Une actrice de porno en fin de carrière choisit de se sacrifier (presque bibliquement) au terme du plus gros gang-bang du monde afin racheter - au sens propre et matérialiste - à sa descendance l'amour qu'elle n'a pas su lui donner. Sur une trame narrative extrêmement efficace, alternant les points de vue de quelques participants attendant, comme dans une antichambre de l'enfer, de tirer leur coup, Chuck Palahniuk construit un drame quasi-shakespearien au centre duquel les personnages, broyés par la vacuité de leur propre existence made in U.S.A., ne demandent, au fond, qu'un peu d'amour. Excessif, grotesque, baroque, l'auteur s'en donne à coeur joie et tire à boulet rouge sur tout ce qui bouge.
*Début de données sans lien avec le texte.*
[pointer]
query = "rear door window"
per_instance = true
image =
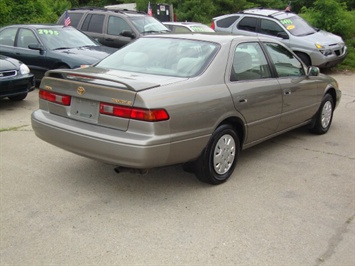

L'acte sexuel se transforme en un chemin de croix digne d'Horace Mc Coy (Palahniuk est profondément marqué, comme tant d'autres, par le christianisme) à la fin duquel ils trouveront la bannière étoilée de leurs pauvres rêves jetée dans le caniveau.
Culte du corps.
Culte du dérèglement.
Culte de l'aliénation.
Culte de la sédition.
Du grand Palahniuk.
Signalons pour finir que l'auteur vient de terminer le premier jet de son prochain roman à paraître en mai prochain aux Etats-Unis : Pygmy. Un livre qui parlera d'enfants terroristes, de désobéissance, et de piétinement jubilatoire des fondamentaux américains (en particulier la famille).
Vous pourrez trouver énormément d'informations sur le site officiel de l'auteur (auquel adhère d'ailleurs - et ce n'est pas un hasard - le formidable Will Christopher Baer). Au passage, munissez-vous de votre carte bleue, car, Chuck qui, comme on l'a dit, a oublié d'être bête et n'est plus à une contradiction près, vous demandera une contribution financière à son propre culte si vous voulez obtenir les informations les plus substantielles, des t-shirts, des tasses à café, du savon et une kyrielle d'accessoires improbables. Sans conteste une de ses farces les plus drôles.
A.C.
(1) Il faut absolument écouter et voir, pour les anglophones, les interventions de Palahniuk lors des tours promo : un orateur hors pair, un personnage rafiné et ambigu dont l'oeuvre se perd sous la masse d'anecdotes drôles et macabres - vraies ou non - qu'il met en scène avec un sens consommé de la théâtralité et adapte selon l'assistance.